Études
primaires à Marseille, école des Chartreux, École des Métiers, Endoume,
Marseille. Apprend le métier d'ajusteur, ne l'exerce jamais. Petits métiers:
dessinateur de presse à la Libération dans les journaux issus de la Résistance,
à Marseille. Comptable, un mois (une addition fausse). Vendanges. Travaux
agricoles (très brefs). Peinture en bàtiment (six mois). A 21 ans,
sanatorium à Hauteville (un an et demi). Malade, vit à la campagne dans de
nombreux villages de Haute-Provence, des Alpes-Maritimes, des Bouches-du-Rhône,
puis du Var: Montfroc, Simiane-Ia-Rotonde, Vence, Le Piole,
Saint-Paul-de-Vence, Aix-en-Provence, Antibes, Sillans-la-Cascade. Rencontres
importantes: l'oeuvre de Joé Bousquet, les dessins de Louis Soutter, les
aphorismes de Lichtenberg. Réalise environ 2000 dessins à l'encre de Chine
pendant cette période. Troubles visuels. Publie des réflexions sous forme
d'aphorismes sur" le Dessin" chez l'éditeur Robert Morel en 1966.

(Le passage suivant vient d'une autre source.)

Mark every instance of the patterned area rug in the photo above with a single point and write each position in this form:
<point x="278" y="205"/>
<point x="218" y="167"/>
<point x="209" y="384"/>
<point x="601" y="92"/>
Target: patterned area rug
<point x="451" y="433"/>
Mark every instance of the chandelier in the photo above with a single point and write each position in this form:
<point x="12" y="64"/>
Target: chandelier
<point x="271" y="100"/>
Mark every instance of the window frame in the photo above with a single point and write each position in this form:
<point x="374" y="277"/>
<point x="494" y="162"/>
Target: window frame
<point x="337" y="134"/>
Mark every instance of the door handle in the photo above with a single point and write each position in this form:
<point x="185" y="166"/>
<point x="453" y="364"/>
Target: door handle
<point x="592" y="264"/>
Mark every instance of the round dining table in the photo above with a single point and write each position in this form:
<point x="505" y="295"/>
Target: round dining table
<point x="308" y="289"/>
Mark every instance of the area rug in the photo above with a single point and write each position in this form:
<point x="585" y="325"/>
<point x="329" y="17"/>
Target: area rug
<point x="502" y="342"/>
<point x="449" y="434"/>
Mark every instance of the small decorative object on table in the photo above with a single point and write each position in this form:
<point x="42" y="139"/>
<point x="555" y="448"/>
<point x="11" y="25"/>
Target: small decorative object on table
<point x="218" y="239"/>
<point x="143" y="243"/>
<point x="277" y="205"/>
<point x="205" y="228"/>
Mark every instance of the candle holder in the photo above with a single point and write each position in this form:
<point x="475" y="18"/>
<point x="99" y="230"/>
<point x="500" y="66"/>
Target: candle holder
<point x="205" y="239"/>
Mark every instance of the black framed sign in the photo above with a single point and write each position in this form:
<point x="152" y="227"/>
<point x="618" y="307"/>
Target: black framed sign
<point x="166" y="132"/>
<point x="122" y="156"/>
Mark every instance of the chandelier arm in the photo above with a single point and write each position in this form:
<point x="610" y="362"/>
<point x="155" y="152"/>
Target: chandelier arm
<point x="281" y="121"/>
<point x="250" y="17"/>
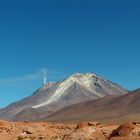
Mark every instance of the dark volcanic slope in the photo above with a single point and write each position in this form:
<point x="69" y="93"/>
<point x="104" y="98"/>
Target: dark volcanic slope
<point x="111" y="108"/>
<point x="55" y="96"/>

Les premiers assemblages datent de 1959 et furent présentés en 1962 à la
Galerie Alphonse Chave à Vence. Expose à la Galerie Le Point Cardinal de
1969 à 1983. A la Galerie Claude Bernard depuis 1984. A reçu le prix Bill
Copley aux U .S.A. Vit à Paris depuis 1973. Quelques voyages ici et là,
aucune trace. Écrit et fait des assemblages.
Louis Pons assure : "La décharge publique, un musée qui a raté son coup."Ce singulier de l'art, à travers ses boites, ses
reliquaires, ses collages, ses assemblages, poursuit inlassablement une ethnologie poétique qui lui est propre.